Representante da família da vítima, Pouso afirma que as imagens enfraquecem a versão de que Daniel teria agido durante um surto. Segundo ele, as câmeras registraram discussões, ameaças e atitudes anteriores ao crime que indicariam que o ataque foi planejado.
“Quem viu as imagens já sabe. Não foi loucura. Foi plano. […] As câmeras registraram tudo. Não foi surto. Foi escolha”, escreveu o advogado no Instagram.
Gleici foi atacada enquanto dormia e atingida por 21 golpes de faca. A filha do casal, que tinha 7 anos na época, também foi esfaqueada oito vezes. A menina conseguiu sobreviver após receber atendimento médico.

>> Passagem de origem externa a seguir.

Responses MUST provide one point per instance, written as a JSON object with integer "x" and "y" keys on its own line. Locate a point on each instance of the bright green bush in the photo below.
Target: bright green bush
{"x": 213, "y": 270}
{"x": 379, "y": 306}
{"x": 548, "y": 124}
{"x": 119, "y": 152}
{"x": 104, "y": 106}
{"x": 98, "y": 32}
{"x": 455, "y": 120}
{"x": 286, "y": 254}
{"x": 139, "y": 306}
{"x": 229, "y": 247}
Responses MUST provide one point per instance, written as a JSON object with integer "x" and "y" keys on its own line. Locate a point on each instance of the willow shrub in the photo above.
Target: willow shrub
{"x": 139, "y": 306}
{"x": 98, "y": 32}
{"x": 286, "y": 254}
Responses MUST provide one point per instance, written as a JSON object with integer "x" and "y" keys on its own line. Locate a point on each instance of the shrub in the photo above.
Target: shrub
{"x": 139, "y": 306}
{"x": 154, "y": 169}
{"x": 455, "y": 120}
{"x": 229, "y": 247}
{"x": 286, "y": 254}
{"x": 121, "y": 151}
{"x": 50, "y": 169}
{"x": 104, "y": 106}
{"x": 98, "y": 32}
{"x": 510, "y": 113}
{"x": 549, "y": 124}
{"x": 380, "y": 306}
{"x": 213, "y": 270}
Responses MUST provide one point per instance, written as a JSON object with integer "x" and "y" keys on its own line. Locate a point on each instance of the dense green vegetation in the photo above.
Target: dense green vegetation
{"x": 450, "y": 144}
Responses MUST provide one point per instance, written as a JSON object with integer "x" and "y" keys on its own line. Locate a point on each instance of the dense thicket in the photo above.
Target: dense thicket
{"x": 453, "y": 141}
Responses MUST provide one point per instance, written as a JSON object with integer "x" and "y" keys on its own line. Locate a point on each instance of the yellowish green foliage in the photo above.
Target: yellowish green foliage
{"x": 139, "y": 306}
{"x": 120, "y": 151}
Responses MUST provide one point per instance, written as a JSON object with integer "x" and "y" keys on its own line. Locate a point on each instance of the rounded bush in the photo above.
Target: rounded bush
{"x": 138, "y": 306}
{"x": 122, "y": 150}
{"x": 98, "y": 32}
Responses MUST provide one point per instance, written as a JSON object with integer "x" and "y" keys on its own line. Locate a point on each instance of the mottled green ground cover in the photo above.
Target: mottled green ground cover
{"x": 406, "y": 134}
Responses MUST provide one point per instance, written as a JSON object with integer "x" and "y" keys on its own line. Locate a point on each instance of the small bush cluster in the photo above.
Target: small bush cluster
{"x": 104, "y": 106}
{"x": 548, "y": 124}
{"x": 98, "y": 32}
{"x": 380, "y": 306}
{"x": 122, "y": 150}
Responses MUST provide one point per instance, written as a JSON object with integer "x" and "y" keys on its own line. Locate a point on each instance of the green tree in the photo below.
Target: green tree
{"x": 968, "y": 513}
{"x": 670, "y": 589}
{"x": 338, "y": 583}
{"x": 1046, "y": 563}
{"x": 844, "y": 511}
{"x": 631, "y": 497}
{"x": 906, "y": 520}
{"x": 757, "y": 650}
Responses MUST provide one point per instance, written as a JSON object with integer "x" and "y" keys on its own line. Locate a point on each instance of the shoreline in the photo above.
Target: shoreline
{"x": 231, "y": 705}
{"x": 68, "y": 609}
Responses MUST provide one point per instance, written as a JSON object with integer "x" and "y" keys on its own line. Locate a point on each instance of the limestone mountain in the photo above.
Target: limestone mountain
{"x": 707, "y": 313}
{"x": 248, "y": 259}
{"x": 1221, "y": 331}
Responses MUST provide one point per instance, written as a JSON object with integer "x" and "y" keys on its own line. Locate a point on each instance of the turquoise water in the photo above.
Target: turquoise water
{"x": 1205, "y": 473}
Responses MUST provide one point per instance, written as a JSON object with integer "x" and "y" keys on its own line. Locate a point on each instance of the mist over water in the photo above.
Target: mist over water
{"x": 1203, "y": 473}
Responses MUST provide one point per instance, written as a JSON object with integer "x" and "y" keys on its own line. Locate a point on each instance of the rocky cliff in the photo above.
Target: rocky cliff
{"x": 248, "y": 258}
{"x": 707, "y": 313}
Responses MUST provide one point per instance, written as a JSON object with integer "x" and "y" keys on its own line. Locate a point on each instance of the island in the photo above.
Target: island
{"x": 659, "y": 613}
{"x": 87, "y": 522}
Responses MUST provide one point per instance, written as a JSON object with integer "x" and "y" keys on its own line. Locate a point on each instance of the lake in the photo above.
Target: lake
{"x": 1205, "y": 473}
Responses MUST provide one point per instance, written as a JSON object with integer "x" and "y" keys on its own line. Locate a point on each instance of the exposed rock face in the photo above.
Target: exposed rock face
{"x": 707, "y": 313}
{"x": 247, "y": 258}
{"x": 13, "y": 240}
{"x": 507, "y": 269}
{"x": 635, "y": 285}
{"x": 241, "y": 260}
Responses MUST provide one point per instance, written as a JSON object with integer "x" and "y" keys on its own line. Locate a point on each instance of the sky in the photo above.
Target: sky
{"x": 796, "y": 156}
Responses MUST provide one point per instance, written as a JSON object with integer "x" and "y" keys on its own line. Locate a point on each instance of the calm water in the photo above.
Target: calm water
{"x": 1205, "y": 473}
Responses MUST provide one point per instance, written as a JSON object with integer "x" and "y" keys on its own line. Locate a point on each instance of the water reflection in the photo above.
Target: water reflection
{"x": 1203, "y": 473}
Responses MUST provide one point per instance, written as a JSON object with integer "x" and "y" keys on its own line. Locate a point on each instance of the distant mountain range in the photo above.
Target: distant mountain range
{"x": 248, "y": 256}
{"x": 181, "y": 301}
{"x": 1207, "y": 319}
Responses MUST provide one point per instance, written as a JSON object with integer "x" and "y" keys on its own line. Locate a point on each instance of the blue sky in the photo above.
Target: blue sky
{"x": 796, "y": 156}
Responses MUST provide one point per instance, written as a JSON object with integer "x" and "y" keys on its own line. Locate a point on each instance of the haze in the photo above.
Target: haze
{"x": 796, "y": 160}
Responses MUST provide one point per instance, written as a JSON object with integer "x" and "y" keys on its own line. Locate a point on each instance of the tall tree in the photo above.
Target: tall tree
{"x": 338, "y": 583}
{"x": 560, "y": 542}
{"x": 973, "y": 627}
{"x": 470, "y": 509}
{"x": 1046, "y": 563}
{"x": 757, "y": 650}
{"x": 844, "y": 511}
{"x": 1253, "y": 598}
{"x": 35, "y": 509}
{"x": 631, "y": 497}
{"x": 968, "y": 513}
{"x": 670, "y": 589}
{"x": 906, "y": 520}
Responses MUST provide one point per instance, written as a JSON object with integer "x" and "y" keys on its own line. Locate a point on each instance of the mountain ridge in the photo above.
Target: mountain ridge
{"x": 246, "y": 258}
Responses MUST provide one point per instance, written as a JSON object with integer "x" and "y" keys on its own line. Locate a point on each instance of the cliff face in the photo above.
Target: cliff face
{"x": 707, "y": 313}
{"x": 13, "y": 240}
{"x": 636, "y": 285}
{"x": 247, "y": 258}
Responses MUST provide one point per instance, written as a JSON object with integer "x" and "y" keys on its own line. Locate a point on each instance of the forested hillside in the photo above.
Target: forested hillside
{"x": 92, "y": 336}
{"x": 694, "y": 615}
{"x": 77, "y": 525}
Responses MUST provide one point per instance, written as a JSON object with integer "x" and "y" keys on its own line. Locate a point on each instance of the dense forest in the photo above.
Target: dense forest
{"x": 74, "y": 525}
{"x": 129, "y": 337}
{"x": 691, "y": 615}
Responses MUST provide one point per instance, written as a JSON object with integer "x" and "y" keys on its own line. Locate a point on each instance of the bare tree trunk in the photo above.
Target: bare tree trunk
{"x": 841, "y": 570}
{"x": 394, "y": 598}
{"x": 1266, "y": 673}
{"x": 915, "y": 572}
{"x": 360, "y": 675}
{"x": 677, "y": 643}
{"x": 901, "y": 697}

De acordo com Pouso, os vídeos mostram conflitos entre o casal nos dias anteriores ao assassinato. As discussões envolveriam principalmente problemas financeiros, incluindo divergências relacionadas à compra de uma botina, uma antena Starlink e uma quantia de R$ 2,2 mil.

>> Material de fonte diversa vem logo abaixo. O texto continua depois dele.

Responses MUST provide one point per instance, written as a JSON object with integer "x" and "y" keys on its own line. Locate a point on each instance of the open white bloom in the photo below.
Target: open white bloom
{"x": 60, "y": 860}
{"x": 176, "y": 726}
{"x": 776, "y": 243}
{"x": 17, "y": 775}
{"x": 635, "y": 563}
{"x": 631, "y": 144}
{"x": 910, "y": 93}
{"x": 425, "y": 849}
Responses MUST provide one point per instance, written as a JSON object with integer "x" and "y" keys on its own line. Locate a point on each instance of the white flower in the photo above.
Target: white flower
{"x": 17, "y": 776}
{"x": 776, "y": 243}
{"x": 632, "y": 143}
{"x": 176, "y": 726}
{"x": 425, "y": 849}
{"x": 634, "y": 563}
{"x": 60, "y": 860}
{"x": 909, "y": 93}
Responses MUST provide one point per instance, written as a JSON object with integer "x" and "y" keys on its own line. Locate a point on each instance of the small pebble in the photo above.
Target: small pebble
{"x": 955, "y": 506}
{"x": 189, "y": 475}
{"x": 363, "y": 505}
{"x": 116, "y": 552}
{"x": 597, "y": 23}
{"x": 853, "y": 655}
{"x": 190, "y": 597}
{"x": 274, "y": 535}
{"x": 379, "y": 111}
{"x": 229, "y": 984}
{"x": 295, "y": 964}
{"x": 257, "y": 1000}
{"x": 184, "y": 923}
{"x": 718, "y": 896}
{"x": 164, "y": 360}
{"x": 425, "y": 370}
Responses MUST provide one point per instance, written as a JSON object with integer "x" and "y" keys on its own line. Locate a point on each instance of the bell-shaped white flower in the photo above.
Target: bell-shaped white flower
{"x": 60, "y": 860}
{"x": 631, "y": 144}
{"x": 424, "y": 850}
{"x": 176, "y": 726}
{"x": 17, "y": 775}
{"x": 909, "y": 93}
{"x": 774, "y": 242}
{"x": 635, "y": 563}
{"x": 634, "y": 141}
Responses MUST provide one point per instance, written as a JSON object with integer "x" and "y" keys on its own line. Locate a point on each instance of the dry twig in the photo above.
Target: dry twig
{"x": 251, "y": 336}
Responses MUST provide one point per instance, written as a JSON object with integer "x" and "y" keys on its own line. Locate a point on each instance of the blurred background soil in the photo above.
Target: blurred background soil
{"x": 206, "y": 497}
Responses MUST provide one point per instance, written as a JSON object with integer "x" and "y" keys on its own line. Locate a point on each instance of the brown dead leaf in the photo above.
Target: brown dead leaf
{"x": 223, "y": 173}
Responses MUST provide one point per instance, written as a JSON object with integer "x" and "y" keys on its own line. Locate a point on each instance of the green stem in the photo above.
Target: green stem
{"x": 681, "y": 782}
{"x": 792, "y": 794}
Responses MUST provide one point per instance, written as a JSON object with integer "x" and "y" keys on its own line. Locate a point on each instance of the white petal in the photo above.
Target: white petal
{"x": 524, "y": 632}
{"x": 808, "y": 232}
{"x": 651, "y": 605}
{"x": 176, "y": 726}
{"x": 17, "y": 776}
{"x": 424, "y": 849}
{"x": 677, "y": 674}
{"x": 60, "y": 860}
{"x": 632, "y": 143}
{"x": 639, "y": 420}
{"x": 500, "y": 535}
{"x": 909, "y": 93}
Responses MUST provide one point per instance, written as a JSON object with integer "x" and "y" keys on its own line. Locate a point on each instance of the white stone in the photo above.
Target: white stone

Em um dos trechos divulgados, Gleici aparece dizendo: “Dani, pelo amor de Deus”. Em outra gravação, ela afirma: “Já chega de trauma”.

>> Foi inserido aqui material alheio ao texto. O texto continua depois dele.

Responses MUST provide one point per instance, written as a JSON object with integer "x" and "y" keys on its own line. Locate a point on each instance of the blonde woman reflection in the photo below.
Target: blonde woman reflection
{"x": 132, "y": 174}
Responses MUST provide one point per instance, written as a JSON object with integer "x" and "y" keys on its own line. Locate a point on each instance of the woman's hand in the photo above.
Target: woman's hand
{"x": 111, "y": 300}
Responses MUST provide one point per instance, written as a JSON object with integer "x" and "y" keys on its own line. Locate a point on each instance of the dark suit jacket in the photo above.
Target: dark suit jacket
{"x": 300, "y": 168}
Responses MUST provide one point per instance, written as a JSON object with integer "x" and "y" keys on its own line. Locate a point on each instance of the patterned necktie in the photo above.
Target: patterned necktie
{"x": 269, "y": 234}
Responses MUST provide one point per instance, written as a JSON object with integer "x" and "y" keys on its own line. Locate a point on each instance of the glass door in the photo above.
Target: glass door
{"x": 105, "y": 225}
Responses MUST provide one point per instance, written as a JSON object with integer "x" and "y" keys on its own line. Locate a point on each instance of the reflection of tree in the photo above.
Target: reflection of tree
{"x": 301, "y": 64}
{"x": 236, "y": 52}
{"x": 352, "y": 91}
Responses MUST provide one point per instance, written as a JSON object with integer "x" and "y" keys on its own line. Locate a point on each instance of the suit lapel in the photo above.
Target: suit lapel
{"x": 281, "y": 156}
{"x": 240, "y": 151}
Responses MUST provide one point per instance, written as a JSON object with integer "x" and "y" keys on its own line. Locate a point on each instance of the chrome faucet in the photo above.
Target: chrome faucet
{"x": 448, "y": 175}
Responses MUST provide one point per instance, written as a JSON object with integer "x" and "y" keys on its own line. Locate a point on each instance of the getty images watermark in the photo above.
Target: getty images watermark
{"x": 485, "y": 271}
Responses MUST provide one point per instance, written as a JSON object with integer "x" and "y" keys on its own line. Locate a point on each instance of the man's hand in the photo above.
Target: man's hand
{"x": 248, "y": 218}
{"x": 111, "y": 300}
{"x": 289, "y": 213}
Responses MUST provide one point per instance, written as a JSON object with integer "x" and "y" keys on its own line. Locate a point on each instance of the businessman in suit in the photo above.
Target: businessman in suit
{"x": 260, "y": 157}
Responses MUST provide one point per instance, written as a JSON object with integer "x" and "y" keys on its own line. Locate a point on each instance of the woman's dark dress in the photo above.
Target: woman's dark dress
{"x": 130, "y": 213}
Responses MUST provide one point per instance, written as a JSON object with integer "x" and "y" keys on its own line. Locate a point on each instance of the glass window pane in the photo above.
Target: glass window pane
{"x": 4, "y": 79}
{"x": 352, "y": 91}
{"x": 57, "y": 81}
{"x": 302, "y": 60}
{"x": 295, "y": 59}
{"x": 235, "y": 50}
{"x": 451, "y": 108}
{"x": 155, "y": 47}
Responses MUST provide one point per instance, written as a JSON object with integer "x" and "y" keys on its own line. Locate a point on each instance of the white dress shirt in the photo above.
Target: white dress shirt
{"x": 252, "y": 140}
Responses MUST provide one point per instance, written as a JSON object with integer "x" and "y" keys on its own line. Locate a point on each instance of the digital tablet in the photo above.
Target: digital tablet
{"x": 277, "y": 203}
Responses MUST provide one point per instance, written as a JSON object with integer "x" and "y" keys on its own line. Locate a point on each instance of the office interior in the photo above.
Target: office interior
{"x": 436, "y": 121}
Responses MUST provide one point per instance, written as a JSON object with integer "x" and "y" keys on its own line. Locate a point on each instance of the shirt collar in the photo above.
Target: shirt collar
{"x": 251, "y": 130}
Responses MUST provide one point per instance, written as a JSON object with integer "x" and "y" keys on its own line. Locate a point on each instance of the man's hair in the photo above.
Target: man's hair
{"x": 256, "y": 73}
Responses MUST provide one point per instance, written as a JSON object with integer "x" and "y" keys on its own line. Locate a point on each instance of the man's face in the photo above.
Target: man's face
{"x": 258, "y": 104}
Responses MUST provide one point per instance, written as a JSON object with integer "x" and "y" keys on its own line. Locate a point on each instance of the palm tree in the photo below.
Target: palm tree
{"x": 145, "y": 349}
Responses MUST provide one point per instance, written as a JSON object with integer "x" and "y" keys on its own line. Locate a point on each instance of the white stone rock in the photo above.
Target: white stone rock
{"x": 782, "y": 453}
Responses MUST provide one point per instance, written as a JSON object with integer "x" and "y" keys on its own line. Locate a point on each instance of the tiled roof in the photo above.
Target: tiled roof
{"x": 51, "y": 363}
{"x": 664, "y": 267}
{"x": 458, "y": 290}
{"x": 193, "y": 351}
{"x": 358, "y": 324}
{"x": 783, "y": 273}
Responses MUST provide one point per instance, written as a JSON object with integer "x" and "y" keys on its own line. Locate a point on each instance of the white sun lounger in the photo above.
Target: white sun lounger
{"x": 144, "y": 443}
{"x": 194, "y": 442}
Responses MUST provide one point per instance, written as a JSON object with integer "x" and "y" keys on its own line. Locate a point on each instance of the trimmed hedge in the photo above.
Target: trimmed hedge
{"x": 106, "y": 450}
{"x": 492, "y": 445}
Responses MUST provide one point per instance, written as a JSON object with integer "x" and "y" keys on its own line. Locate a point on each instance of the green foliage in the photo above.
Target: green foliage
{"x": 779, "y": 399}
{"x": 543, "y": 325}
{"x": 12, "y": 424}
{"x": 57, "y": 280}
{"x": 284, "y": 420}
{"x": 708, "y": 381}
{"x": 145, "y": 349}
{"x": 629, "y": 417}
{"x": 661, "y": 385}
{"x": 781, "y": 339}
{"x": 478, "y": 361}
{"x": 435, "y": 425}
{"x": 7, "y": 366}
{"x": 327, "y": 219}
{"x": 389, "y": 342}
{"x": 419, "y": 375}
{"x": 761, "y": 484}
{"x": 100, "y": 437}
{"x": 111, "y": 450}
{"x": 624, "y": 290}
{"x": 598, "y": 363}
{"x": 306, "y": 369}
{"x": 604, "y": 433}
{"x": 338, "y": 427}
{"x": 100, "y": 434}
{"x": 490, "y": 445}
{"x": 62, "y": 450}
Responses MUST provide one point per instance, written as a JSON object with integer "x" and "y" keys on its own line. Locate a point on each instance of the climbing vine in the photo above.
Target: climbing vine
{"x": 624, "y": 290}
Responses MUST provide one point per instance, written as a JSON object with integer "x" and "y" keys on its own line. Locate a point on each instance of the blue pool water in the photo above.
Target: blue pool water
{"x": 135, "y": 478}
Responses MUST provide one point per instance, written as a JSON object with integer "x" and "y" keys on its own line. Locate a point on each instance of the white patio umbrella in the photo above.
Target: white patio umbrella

O advogado também relata que, dois dias antes do crime, Daniel teria ameaçado matar a esposa e a filha. Uma irmã dele teria enviado uma mensagem para alertar Gleici e aconselhá-la a esconder as facas existentes na residência. Ainda conforme Pouso, o engenheiro descobriu o aviso e demonstrou irritação.
Uma consulta com um psiquiatra estava marcada para as 15h do dia do assassinato. Daniel teria concordado em participar do atendimento, mas, segundo o advogado, pegou uma faca por volta das 6h55, horas antes do horário agendado.
As gravações também teriam captado Daniel afirmando que havia “perdido um milhão”. Pouso sustenta que o acusado mantinha anotações sobre valores que atribuía como dívida à esposa e demonstrava insatisfação com o crescimento profissional dela, que se preparava para lançar uma marca.
Daniel permanece internado no Centro Psicossocial de Cuiabá. A defesa alega que ele não tinha consciência dos próprios atos quando atacou a família, conclusão inicialmente apontada em avaliação psiquiátrica.
O resultado do exame, porém, foi questionado pelo Ministério Público e pelos familiares de Gleici. A homologação do laudo foi anulada e uma nova análise foi feita por uma junta composta por três peritos. A Justiça ainda deverá decidir sobre a condição mental do acusado e como essa conclusão interferirá no andamento do processo.
Pouso afirmou ainda que parentes de Daniel conseguiram interditá-lo após o crime e que a internação já teria custado mais de R$ 200 mil aos cofres públicos. Posteriormente, o engenheiro teria solicitado, no processo de inventário, metade dos bens e dos valores provenientes de aluguéis deixados pela empresária.
A família de Gleici participa do processo como assistente de acusação.